À Saulcy-sur-Meurthe (Vosges), Weisrock Vosges, souvent présenté comme la Rolls des charpentes en bois lamellé-collé, voit son avenir s’éclaircir. Le tribunal de commerce de Dijon a validé le 6 juin le dossier déposé par la Nouvelle société Gerbois (NS Gerbois) pour la reprise de ses actifs. Le repreneur, un spécialiste des conditionnements en bois (60 salariés, 9 M€ de CA en 2024), a fait jouer plusieurs cartes pour convaincre la juridiction de préférer son offre à celle du second candidat, l’entreprise de construction bois Gardarein localisée en Dordogne.

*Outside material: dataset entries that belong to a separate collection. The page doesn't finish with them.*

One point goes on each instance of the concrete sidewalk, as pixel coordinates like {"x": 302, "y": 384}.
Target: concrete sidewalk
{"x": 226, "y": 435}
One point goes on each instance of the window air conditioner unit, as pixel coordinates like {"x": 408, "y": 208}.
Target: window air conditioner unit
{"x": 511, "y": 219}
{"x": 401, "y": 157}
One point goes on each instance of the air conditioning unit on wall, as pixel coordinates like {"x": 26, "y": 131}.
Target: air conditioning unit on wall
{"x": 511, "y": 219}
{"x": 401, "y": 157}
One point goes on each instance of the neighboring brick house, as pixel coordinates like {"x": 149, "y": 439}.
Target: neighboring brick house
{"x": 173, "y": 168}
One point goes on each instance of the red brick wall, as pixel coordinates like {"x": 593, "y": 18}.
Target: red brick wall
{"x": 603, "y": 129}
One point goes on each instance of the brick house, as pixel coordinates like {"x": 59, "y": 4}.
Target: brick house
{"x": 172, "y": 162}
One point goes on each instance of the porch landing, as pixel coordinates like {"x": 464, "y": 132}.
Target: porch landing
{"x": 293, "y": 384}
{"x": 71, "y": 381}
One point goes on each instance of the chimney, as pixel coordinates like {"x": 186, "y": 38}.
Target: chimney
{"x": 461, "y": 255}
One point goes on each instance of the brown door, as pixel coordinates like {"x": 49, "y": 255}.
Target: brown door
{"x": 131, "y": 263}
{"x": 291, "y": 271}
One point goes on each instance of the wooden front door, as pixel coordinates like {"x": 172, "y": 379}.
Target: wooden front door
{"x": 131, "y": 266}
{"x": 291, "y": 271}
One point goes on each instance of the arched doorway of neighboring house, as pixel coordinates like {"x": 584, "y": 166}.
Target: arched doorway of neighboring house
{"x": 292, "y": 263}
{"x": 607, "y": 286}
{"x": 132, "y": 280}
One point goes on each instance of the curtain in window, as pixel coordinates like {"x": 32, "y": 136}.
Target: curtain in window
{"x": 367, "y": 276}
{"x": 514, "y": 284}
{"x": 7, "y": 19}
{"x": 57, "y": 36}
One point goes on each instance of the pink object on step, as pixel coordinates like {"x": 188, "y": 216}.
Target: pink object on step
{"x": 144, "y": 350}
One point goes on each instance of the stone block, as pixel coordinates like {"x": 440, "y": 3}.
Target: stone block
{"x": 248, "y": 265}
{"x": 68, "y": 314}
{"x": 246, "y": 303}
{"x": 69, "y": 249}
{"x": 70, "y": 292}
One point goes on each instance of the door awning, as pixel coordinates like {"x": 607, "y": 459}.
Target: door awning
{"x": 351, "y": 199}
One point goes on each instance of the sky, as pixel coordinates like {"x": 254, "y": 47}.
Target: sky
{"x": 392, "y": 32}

Reprise de la moitié des effectifs

NS Gerbois a en effet l’avantage d’être basé dans les Vosges, à Sapois, à 40 Km des ateliers de Weisrock, et sa dirigeante, Laetitia Rochatte, a démontré à deux reprises sa capacité à redresser des activités dans un contexte de liquidation judiciaire. La poursuite de la fabrication de poutres à Saulcy-sur-Meurthe a néanmoins un coût social. NS Gerbois reprend 35 salariés soit environ la moitié de la masse salariale de l’industriel dont les effectifs ont culminé jusqu’à 120 personnes en 2023-2024, intérimaires compris.

Weisrock Vosges avait été placé en liquidation judiciaire le 11 mars dernier, plombé par les difficultés de sa maison-mère, l’ex groupe lorrain de construction Morlot. Les autres filiales du groupe ont pour leur part été reprises à la barre du tribunal par NGE, un géant français du BTP.

Laetitia Rochatte confie qu’elle était à la recherche "d’opportunités de diversification" et explique avoir été séduite par "les savoir-faire des salariés" mais aussi touchée par "le risque de fermeture d’une boîte locale", qu’elle connaissait pour avoir collaboré avec son ancien dirigeant Laurent Morlot.

Deux activités relancées après une liquidation

La cheffe d’entreprises de 41 ans compte s’appuyer sur son expérience pour relancer Weisrock Vosges. Elle a relancé l’ex société Gerbois liquidée en 2014 avec un groupe de salariés, ainsi qu’avec sa mère, Rose-Marie Rochatte, une figure de l’économie vosgienne aujourd’hui retraitée.

Elle a fait de même avec l’entreprise Virtuobois à Lure (Haute-Saône), une scierie relancée après sa liquidation en 2019. Cette dernière société totalise aujourd’hui 10 salariés (pour un chiffre d’affaires de 1,2 million d’euros en 2024) et un investissement 3 à 4 millions d’euros y est programmé. Laetitia Rochatte identifie d’ores-et-déjà des opportunités de synergies entre ses trois sociétés. En attendant, un nouveau chantier s’ouvre chez Weisrock Vosges qui sera rebaptisée Nouvelle société Weisrock.

Remise en conformité du site vosgien

En 2025, le principal défi consistera à poursuivre la production tout en remettant en conformité le site dont une partie de la toiture s’est effondrée en début d’année. NS Gerbois prévoit également d’investir dans la rénovation des bâtiments, ainsi que dans une nouvelle chaudière biomasse, ce qui devrait porter l’enveloppe totale à 3,5 millions d’euros d’ici à trois ans.

L’histoire de Weisrock Vosges, une entreprise fondée en 1871, va donc continuer de s’écrire avec sans doute de beaux projets à l’instar du spectaculaire dôme en structure bois venu couvrir en 2021 l’établissement Nancy Thermal.